1. Whistle while you work
2. Marie, Marie
3. Musketiermarsch
4. Puppethochzeit
5. Die Liebe kommt
6. Creole Love Call
7. Liebling, mein Herz lässt dich grűssen

8. Ach, wie ist’s möglich dann?
9. Muss i’denn zum Städtele hinaus?
10. Schőne Nacht (Barcarolle)

11. Love me a little today
12. Congo lullaby
13. The Donkey Serenade
14. Ein Freund, ein guter Freund
15. Ti-Pin-Tin
16. Dwarfs’ Yodel Song
17. Eine kleine Frűhlingsweise

18. Night and Day
19. The Barber of Seville Overture

The Comedy Harmonists
Recorded at various venues in Berlin, London and Copenhagen, between 1929 and 1938
NAXOS Nostalgia 8.120613 [59:49]



Loads of harmless fun here! As the booklet points out, the Comedy Harmonists were Germany’s first Boy-Group - or Boy-Band, to use more current terminology! Harry Frommermann, founder and first tenor in the ensemble, heard the famous American group The Revelers when he was in the US in 1927, assimilated their style, commissioned arrangements, and got together the necessary singers when he returned to Germany. That, of course, was not easy; all kinds of criteria needed to be satisfied in making the choice of members. Yet things moved rapidly, and the new group made its first recordings as early as 1928 and 1929.

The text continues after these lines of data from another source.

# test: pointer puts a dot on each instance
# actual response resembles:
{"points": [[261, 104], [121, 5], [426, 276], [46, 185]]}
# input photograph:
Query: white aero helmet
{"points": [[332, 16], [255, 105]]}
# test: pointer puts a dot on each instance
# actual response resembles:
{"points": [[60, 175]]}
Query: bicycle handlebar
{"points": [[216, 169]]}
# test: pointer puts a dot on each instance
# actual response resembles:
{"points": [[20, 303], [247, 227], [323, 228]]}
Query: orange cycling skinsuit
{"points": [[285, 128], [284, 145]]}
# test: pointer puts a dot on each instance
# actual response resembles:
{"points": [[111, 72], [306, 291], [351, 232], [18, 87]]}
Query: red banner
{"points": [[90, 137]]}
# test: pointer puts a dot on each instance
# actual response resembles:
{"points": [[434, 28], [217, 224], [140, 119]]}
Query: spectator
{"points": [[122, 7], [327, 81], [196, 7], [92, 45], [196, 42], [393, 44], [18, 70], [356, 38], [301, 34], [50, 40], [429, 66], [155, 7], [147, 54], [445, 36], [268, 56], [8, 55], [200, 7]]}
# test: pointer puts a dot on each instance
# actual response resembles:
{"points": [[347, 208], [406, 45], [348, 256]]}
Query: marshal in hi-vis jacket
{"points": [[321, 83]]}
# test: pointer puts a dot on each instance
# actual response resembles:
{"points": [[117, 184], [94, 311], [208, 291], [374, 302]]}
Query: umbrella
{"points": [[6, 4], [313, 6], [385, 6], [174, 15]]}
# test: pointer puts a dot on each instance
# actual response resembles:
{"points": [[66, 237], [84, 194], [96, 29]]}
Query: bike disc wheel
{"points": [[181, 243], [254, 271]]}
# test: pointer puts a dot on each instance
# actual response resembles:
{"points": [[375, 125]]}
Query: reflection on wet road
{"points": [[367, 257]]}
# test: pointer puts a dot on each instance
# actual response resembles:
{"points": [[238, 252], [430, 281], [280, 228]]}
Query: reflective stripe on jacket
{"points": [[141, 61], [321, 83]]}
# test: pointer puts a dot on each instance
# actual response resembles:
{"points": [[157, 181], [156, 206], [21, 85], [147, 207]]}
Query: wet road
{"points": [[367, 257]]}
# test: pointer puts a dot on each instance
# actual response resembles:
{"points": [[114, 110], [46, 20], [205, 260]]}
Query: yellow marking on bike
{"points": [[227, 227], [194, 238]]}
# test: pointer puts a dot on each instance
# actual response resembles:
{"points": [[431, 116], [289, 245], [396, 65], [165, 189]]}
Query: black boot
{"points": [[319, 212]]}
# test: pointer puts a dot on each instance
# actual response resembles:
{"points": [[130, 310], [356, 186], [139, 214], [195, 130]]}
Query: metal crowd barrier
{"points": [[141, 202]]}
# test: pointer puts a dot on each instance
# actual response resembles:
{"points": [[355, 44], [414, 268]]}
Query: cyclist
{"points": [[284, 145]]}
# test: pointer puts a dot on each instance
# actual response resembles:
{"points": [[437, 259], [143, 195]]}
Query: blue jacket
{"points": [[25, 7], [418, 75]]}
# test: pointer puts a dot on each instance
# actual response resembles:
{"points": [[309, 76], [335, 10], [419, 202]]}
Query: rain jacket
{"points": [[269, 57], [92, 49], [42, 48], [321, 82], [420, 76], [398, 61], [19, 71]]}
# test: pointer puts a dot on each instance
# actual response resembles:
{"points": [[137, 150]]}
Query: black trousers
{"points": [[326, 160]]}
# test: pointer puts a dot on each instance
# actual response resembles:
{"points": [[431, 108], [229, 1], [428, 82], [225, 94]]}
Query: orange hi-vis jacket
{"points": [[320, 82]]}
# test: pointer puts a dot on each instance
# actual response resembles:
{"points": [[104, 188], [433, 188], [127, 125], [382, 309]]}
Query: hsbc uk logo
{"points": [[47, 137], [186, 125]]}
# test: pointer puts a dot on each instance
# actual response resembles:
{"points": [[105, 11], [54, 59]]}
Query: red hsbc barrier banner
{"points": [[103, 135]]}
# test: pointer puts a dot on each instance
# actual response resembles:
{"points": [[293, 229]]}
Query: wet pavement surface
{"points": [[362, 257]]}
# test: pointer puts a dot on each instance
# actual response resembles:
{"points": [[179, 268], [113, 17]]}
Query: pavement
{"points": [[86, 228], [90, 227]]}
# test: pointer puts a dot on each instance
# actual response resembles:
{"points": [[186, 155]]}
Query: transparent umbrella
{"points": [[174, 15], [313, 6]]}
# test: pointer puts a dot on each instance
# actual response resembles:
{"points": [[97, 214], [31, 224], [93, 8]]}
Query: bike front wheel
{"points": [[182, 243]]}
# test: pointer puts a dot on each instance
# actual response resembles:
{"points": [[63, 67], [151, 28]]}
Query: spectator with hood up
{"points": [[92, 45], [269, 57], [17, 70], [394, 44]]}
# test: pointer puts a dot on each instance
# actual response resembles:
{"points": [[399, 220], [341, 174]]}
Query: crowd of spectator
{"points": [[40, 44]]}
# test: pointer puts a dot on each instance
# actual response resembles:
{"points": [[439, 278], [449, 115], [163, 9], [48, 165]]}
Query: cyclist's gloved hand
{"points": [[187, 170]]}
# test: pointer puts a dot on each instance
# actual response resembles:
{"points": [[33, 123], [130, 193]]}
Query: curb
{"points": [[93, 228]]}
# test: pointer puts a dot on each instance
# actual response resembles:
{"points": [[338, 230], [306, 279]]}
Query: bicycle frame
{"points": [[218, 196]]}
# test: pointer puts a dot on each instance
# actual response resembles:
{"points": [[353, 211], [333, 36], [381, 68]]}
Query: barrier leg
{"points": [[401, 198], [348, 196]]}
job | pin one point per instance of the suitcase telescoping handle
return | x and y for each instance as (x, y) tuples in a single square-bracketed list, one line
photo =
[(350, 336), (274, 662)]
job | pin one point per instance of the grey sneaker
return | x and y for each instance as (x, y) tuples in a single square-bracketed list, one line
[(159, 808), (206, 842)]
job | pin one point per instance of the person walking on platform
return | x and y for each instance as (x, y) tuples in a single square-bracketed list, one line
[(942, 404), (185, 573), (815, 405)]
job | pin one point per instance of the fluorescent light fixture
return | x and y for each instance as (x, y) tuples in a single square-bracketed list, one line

The numbers included on this sublimely entertaining compilation run from some of those early 1928 recordings all the way through to 1938, including songs which were big contemporary hits in the UK and America, such as the two items from Disney’s Snow White, Whistle While You Work and the Dwarfs’ Yodel Song, and of course the celebrated Donkey Serenade. The performances are polished, professional and full of humorous ‘novelty’ touches. In particular, the imitation of instrumental sounds was one of their trademarks, and these are often uncannily accurate. The best example of this is the fabulous version of Creole Love Call, complete with trombone, saxophones, pizzicato bass, and, best of all, muted trumpet.

There are actually three ensembles represented here, as the personnel shifted somewhat over the years, and the name changed accordingly. Thus tracks 2 – 10, 14, and 17-18 are The Comedian Harmonists, tracks 1, 11-13, 15-16 are The Comedy Harmonists, while for track 19 alone we have Das Meistersextett. The style, though remains the same, as does the impeccable ensemble singing. This is a delightful miscellany of love-songs, traditional numbers, and the more popular items mentioned above. For my money, the most irresistible ones are in the group’s first incarnation as The Comedian Harmonists. If you want to hear a definition of top-notch Schmaltz, just sit back and listen to Die Liebe Kommt, die Liebe Geht, otherwise known as Kreisler’s Liebesleid, or ‘Love’s Pain’. The rich, resonant bass voice of Robert Biberti is really very beautiful – so gentle and sensitive, and the ancient recording picks its character up without any serious deficit.

In its field, I’m sure this group has never been bettered. There’s ample nostalgia here, but plenty of rare musical pleasures too.